Wen will Oppermann mit seinem Text ansprechen?


Inzwischen bin ich wohl eine Erklärung schuldig bin, weshalb ich ständig aus Heinrich Oppermann "Hundert Jahre" Zitate einstelle und nie erkläre, wie die Handlung verläuft.
Ich versuche immer noch, mir klar zu machen, was denn der Handlungsverlauf ist. Denn er ist so verschlungen und es tauchen so viele Personen auf, dass ich immer noch keinen Überblick gewonnen habe. Da ich das Buch mit einem E-Reader lese, weiß ich nicht, wie viele Seiten ich bisher gelesen habe. Erst vor kurzem habe ich herausgefunden, dass der Text neun Bände umfasst. Wir sind jetzt im Band sieben und Oppermann erklärt, worauf es ihm bei diesem Text ankommt.

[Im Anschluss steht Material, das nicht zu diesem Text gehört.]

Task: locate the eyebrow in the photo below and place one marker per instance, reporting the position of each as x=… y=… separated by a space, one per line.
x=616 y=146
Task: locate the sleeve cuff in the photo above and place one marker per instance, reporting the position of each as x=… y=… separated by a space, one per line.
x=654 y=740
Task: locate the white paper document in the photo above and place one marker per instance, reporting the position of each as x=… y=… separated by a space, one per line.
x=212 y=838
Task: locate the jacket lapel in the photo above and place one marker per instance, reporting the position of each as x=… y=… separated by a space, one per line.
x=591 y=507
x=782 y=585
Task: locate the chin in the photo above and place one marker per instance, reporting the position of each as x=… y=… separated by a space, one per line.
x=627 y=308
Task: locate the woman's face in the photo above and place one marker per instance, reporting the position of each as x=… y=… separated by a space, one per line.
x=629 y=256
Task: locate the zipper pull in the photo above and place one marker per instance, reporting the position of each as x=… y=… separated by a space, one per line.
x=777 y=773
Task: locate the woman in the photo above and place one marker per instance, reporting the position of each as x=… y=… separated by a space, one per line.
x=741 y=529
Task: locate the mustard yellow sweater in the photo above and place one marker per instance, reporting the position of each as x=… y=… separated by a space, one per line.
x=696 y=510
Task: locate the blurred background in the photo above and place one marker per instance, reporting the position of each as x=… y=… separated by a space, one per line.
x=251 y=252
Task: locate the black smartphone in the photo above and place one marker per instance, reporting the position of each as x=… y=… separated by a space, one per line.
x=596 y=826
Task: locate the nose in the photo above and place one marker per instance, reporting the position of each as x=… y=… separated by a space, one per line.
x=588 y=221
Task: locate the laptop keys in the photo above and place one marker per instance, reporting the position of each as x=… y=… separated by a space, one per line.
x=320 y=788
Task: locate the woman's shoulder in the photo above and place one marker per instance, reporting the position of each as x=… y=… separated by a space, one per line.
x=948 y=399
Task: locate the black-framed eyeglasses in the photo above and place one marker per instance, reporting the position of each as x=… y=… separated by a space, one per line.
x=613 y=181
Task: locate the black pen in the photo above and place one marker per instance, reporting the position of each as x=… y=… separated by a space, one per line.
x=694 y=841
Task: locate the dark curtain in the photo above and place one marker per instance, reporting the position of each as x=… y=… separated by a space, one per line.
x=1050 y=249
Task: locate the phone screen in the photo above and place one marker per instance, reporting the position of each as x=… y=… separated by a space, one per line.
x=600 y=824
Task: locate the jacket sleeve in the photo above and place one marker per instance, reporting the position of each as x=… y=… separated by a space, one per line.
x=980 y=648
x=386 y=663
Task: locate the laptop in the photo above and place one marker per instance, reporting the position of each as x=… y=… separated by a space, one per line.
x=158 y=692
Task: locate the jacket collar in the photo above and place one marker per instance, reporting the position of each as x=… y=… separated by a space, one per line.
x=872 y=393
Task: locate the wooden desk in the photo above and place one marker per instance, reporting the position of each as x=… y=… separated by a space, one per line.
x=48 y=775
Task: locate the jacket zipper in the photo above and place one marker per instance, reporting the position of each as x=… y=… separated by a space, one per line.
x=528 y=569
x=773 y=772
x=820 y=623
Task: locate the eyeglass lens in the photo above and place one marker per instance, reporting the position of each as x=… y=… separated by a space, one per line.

"Wer die Poesie der Weltgeschichte in dem Umschwunge nicht erkennt, daß der Freund und Rathgeber Baumann's, der kleine, verkrüppelte Advocat Detmold, jüdischer Abkunft, der 1840 in Hannover confinirt war, der keinen Schritt und Tritt thun durfte, ohne von Gensdarmen begleitet zu sein, der in seinen Kindermärchen den König als einen Kater darstellte, welcher die Mäuschen zum Frühstück verspeise, und den Hannoveraner-Mäuschen die Lehre gab: daß niemand gefressen wird, der sich nicht fressen lassen will – daß dieser Mann Reichsminister wurde und nach Wiederauflebung des Bundestags Bundestagsgesandter Ernst August's, wie er, angeblich gegen den Willen des Ministeriums, aber mit Willen des Königs, den Austritt aus dem Dreikönigsbündniß und den Beschluß des Bundestags vom 23. August 1850 beförderte, und dadurch den zweiten Schritt that, den Untergang Hannovers anzubahnen – für den sind diese Zeilen nicht geschrieben. Wer aus einem Roman lieber erfahren will, ob Wilhelm seine erstgeliebte Luise zur Frau, oder Melitta ihren Gardekapitän zum Manne bekommt, oder wie Ottilie dazu gekommen, dem einst geliebten Gatten untreu zu werden, wer das lieber will als einen Einblick gewinnen, wie es geschehen konnte, daß eine Dynastie, die über achthundert Jahre im niedersächsischen Boden gewurzelt, depossedirt werden konnte, und wie ein Königreich von beinahe zwei Millionen von der Landkarte verschwand, der lasse die folgenden Blätter ungelesen. Denn schildern diese auch Leben und Treiben, Freuden und Leiden der Kinder und Enkel unserer bisherigen Helden, so bedingte eben der Charakter der Zeit, wie der Charakter dieser Helden, daß die Lebensschicksale derselben zum großen Theile durch die Tagesereignisse bestimmt wurden."